In an article published in The Times, Van Rooyen said that “the inconvenient truth” was that “over 80% of the gambling industry’s advertising is in the largely unregulated online world” and that a ban on TV advertising would not address this issue.
“If the RGA and gambling companies are serious about protecting vulnerable gamblers, then they should start by looking at where they spend the most money, what has the least level of regulation and where there is most evidence of harm: the online world,” he said.
Van Rooyen’s intervention follows reports last week that the RGA was ready to voluntarily agree a TV ad ban during sports broadcasts that began before the 21:00 ‘watershed’ amid growing concern about the societal impact of the UK’s gambling habit.
The RGA responded to a BBC report of the plan by denying that a complete ban had yet been agreed.
Van Rooyen denied that his views were those of “a broadcaster scared of losing TV ad revenue”, pointing out that the pay TV operator had agreed to limit the number of gambling ads to one per commercial break.

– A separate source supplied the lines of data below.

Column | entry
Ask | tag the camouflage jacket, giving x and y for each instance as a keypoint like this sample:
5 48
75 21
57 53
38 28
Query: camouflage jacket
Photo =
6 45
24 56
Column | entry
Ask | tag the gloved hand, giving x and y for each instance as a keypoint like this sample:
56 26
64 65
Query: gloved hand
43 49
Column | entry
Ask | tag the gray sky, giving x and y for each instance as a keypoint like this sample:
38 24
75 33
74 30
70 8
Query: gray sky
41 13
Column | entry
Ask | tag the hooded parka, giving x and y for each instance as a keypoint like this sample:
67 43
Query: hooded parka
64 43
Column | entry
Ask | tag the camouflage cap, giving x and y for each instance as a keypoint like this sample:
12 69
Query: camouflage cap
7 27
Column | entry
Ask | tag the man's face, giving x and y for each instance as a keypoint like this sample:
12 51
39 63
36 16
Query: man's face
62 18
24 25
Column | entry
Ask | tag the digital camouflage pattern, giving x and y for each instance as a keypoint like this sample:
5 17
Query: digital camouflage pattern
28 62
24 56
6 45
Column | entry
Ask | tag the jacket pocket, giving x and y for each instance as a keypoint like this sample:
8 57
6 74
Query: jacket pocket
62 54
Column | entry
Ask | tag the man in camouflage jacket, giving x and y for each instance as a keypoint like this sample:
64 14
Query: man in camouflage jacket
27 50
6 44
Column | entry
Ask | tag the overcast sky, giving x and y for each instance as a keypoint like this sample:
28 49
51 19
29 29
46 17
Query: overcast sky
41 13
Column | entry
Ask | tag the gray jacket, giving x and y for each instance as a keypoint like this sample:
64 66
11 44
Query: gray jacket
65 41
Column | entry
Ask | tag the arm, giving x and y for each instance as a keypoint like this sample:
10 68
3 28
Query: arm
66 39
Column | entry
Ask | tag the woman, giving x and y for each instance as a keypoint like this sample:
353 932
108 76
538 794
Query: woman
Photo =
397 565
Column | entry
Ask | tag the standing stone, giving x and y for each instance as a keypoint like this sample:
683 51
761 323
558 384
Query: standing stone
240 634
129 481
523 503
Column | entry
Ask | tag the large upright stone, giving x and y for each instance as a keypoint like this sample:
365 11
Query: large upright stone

He said that TV advertising is “already highly regulated” and that online advertising, by contrast, is not regulated to anything like the same extent. Van Rooyen said that pulling TV advertising would simply shift advertising “even further online” enabling targeting of the vulnerable via smartphones, tablets and computers, as well as depriving broadcaster of ad revenue in favour of gambling firms and online technology companies that avoid their tax commitments.